Multiple copies of reflection files

We have a moderately large dataset (676GB) in S3, and we have created a raw reflection for it with all columns and “full refresh” set. The footprint of the reflection, according to the Reflections tab, is close to the source size (629GB).

But we’ve found that the reflection is actually consuming over 6TB in the reflection store. I looked at the file dates, and I found a full copy of the reflection dated two days ago (the last successful refresh), totaling 674GB. I see an occasional file for preceding days, but 287GB for one day last October, and around 300GB each for three days last July. I’m wondering if this happens because a refresh has failed, and both the previous (successful) and new (partial) results are kept. Is this correct? And if so, how do I purge those old duplicates?

The reflection data files are parquet files. They all sit under a top level reflection specific folder and sub-folders for each materialization. Only the data files in the most recent materialization are needed. It’s possible you had old materializations that weren’t cleaned up due to job failures. It’s safe to remove the old materialization directories under the same reflection.

Thanks, Benny! Is there any way to automate the cleanup, or at least automate identifying obsolete folders? I’ve found what seems to be over 1TB of invalid files, but I’ve had to do a lot of cross-referencing.

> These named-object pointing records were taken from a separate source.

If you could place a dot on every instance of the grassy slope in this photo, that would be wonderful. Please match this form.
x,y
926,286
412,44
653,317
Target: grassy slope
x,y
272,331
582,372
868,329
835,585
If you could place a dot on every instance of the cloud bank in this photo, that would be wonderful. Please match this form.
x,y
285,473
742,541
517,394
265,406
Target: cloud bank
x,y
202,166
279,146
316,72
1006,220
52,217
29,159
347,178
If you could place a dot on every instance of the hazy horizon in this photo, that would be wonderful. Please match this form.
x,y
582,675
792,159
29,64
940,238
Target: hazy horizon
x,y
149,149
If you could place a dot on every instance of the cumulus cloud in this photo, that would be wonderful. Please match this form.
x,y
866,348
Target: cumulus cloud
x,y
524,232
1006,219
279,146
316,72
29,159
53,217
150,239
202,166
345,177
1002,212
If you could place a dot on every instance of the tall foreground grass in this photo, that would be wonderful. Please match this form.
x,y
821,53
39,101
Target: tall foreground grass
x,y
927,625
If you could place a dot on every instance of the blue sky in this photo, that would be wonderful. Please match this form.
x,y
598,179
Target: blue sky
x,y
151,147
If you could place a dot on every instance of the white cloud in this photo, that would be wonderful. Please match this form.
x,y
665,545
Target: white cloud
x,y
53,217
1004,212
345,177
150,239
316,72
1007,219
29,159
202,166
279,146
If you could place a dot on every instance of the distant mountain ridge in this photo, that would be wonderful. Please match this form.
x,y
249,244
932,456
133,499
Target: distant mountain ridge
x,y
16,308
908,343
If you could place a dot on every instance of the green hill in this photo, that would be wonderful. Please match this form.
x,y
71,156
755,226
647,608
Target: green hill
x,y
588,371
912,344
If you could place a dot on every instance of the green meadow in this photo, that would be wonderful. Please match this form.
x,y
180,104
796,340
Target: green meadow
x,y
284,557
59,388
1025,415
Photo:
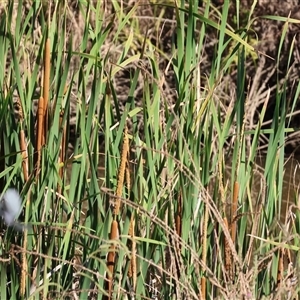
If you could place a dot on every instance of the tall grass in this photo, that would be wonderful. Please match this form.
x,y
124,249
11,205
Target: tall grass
x,y
169,209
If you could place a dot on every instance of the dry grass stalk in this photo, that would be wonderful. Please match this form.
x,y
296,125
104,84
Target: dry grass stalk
x,y
178,218
24,267
132,273
40,129
62,147
227,253
121,174
114,234
46,85
23,143
114,226
234,206
204,254
280,267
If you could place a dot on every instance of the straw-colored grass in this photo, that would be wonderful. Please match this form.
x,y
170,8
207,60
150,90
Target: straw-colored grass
x,y
133,130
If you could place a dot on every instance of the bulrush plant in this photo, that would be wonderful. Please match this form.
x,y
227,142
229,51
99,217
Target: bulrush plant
x,y
132,132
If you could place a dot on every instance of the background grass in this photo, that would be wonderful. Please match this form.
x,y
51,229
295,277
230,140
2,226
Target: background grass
x,y
198,216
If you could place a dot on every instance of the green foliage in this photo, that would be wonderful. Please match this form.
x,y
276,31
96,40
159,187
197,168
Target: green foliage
x,y
179,160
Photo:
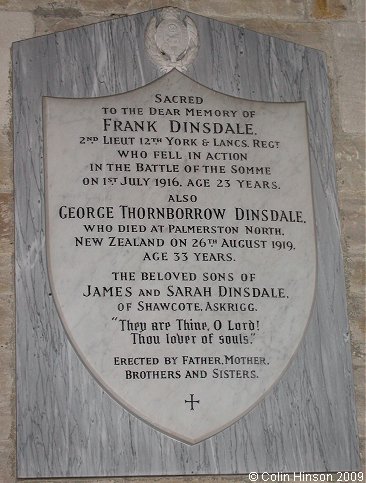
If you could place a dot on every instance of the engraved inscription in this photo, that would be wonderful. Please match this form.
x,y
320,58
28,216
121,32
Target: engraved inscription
x,y
181,246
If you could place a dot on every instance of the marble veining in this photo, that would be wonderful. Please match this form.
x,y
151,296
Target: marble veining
x,y
66,424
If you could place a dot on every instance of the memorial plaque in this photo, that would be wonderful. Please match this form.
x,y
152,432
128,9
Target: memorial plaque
x,y
180,296
181,246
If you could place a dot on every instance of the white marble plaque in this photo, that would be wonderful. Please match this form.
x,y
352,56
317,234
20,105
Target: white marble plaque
x,y
181,246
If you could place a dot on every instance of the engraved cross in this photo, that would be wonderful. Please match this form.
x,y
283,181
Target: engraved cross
x,y
192,401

I think I have two problems: files for a reflection that are obsolete, and files for reflections that no longer exist. It seems that the directory structure includes the reflection ID, ex:

The above (253b0eba-4501-4e92-8e52-ff51e3d97d75) aligns to a reflection_id I found in sys.materializations. So can I assume that if there is a directory with a key that isn’t in sys.reflections, then the directory can be deleted?

Yes, exactly. If there is a reflection_id in your filesystem that is not in sys.materializations, it is definitely safe to delete. There’s also the possibility of old materializations for valid reflections.

Here is a SQL query that returns the directories that contain “live” reflection files. So, you don’t want to delete any of these directories. Note that the file path has a * in it because we suffix the job attempt number to the materialization_id. So, basically, any directories NOT matching the result of this query can be safely cleaned up:

'./accelerator/' || m.reflection_id || '/' || materialization_id || '_*' as path
from sys.materializations m
left outer join sys.reflections r on m.reflection_id = r.reflection_id 
where state = 'DONE'
order by 1 desc

Thanks, Benny, that query is really helpful.

But before I start deleting stuff I want to make sure it’s really obsolete. I found something strange:

In sys.reflections, reflection_id is ‘137a1bb6-8fe8-4258-8122-ca262320c498’ and materialization_id is ‘f3813699-8e5f-414c-80d1-74f38f2a81d1’. But I don’t see a folder for that materialization_id in the reflection store. Instead I see:
PRE 517ca2c8-8286-441b-a5af-f9347a20f71e_0/
PRE 65e4d9ff-2678-4915-ad49-88848ba2830d_0/

I queried the VDS and checked the raw profile. I found this:

So it’s use the 517ca2c8-8286-441b-a5af-f9347a20f71e_0 directory even though that doesn’t exist in sys.materializations. Is there another mapping of materialization_ids somewhere?

Hi Joe,

sys.materializations shows a unique ID that corresponds to the each unique refresh of the reflection. For a full refresh, then this ID typically corresponds to the file path in the reflection store. If there is another full refresh, then a new materialization ID is generated and a new file path appears in the reflection store. Technically, they are separate Iceberg tables. For an incremental refresh, we need to re-use the existing Iceberg table and so here is when the materialization ID and the file path can not match.

In your example, it sounds like this is an incremental reflection?